In recent months I have been particularly drawn to Psalm 23 because I am, in fact, walking “through the valley of the shadow of death” (verse 4). Being diagnosed with a rare form of lymphoma with an uncertain prognosis has been sobering, to say the least. But I’ve felt great hope in my Savior. He truly has been with me to teach and comfort me. Here are a few things I’ve learned:
His teachings are a pattern for happy living. My greatest joy has been in serving others—the way the Savior spent His life. Of course, any good that I have done pales in comparison with what He did for us. He asks only that we do “all we can do” (2 Nephi 25:23).
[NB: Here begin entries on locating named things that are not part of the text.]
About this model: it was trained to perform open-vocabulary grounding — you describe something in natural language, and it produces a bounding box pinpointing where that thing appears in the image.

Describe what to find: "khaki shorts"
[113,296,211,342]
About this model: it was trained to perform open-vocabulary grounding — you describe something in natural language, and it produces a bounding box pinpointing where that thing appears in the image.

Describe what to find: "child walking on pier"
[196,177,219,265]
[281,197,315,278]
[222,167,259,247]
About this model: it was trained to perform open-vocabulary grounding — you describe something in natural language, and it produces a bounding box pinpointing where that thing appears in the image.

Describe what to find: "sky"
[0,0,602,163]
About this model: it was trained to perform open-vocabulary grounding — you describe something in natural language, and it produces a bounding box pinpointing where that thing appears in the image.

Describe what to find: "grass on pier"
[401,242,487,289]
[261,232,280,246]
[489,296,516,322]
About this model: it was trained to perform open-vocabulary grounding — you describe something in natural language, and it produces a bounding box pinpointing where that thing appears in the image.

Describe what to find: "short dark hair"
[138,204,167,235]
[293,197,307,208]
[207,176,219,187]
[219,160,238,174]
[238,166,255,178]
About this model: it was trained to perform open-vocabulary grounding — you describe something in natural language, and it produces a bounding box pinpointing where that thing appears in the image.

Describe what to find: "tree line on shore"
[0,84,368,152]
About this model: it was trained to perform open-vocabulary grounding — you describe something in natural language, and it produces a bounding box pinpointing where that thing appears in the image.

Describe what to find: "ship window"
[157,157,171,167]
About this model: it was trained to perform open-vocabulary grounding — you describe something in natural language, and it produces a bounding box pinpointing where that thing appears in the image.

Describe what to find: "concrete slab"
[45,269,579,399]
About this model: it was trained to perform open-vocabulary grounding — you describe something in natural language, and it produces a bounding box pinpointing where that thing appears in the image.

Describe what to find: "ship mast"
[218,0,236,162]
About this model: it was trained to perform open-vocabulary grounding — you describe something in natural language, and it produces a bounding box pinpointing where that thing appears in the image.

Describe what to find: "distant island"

The Lord knows what it is to suffer. Alma 7:11 teaches us that Jesus suffered “pains and afflictions and temptations of every kind” so that He can succor us. Whatever I have felt, am now feeling, or will yet feel, He knows what it is like.
Faith in Him is powerful. Believing in miracles and the power of the priesthood is important. But faith sufficient to accept the Father’s will (see John 17) may be the most important factor in recovery. I am confident that whatever God’s will is regarding my disease will be right.
The Savior’s grace is sufficient for all of us. We often look back at our lives and hope the good outweighs the bad. I am starting to understand that the Atonement is not something we earn. It is a gift freely given. The Lord’s grace is real, and it is sufficient to pay debts that we cannot.
I do not believe that my illness is a punishment from God. Instead, this is a time for me to learn to be dependent on Him and His Son. Regardless of the outcome of this dreadful disease, I am grateful that God has not—that He will never—give up on me. Perhaps our tests are yet another chance for us to seek after Him and to come to Him through His Son, Jesus Christ.